My nephew turned 10 this past summer and I would like to take him hunting. He is a hunting freak already to the point that for the last 3 years or so he doesnt even want toys, only hunting stuff. He took his 1st and 2nd buck this year with his dad gun hunting along with a doe. 

I know AZ is an option and I put him in last fall for points so hope he can draw a youth hunt this fall. I think NM has no age limit. Are there any other western states that have mule deer, antelope, or elk hunts for kids under 12?


----------



## goofy elk (Dec 16, 2007)

Nevada , Wyoming , Idaho, Colorado ---- all 12 years old for ALL big game ..

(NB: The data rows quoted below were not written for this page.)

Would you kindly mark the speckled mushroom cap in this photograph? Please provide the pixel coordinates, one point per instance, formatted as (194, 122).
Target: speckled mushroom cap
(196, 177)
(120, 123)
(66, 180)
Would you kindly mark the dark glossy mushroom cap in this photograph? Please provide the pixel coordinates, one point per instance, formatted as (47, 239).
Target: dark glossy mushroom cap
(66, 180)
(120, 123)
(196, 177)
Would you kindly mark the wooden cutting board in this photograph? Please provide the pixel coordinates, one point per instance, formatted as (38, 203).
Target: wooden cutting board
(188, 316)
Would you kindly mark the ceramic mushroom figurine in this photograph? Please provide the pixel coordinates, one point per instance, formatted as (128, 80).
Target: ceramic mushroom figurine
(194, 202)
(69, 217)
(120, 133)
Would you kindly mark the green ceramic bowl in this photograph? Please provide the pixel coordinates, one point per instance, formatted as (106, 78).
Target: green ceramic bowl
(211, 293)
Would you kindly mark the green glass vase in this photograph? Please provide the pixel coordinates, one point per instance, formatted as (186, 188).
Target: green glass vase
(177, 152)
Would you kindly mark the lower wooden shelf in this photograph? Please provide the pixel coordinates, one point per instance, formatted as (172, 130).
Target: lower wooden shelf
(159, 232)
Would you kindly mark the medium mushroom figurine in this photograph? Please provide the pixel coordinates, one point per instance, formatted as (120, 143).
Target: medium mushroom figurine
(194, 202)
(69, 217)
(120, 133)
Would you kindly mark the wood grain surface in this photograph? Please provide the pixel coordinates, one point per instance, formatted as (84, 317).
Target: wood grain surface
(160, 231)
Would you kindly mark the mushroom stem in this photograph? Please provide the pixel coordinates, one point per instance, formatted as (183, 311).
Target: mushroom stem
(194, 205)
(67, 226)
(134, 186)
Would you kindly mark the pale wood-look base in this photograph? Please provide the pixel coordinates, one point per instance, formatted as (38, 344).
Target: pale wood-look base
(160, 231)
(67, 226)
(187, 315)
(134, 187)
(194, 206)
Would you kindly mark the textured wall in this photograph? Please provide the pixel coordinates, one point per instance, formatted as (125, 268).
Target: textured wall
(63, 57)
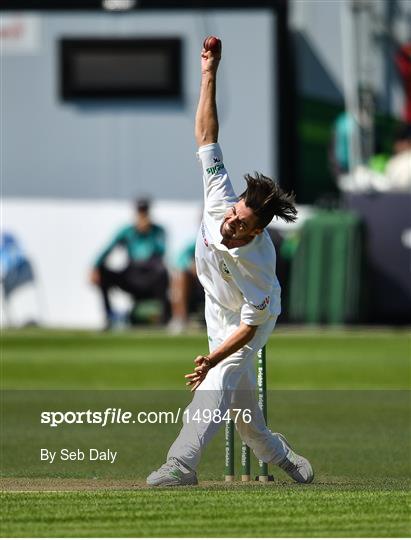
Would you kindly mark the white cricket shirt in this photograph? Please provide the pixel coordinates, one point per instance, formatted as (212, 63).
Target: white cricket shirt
(240, 279)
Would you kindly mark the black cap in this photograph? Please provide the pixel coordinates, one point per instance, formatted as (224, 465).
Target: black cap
(143, 204)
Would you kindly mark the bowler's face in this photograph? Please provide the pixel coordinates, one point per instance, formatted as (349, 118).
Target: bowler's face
(239, 223)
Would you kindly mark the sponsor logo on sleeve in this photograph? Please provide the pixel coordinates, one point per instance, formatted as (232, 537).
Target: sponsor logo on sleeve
(263, 304)
(215, 169)
(203, 234)
(225, 272)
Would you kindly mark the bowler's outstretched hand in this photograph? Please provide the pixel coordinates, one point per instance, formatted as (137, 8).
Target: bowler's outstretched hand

Utah , 12 years old for general and antlerless permits.

14 years old to appy for LE & oial permits---This law sucks IMO, needs to change to 12 ..


----------



## ntrl_brn_rebel (Sep 7, 2007)

It's amazing some of the cheap youth hunts in the surrounding states! IMO it's absolutely awesome the way they hook up NR youth hunters, Idaho and Wyoming have great hunts with great draw odds or OTC opportunity...

Congrats on hooking a young hunter! To bad more kids don't get the opportunity!


----------



## scott_rn (Sep 11, 2007)

in alaska kids can shoot big game on the parents tag, and are able to get hunters safety at 10. Southeast deer hunts are supposed to be a good youth hunt. I might consider Prince of whales Island in the next couple of years with my kid.


----------



## johnnycake (Jul 19, 2011)

Texas is great, no age requirements and CHEAP for youth. Like $17 for 2 buck whitetail, 3 doe, 2 mule deer, turkeys galore, and of course exotics. And a bunch of the ranches will do parent/child discounts.


----------



## High Desert Elk (Aug 21, 2012)

wisconsinvette - you are correct. NM has no age limit, the only criteria is that the youth passes an any state approved hunter safety course (bowhunter safety does not count). The nice thing about NM, there are youth incentive hunts for an antlerless elk if they do not draw a big game license that are first come via internet sale.


----------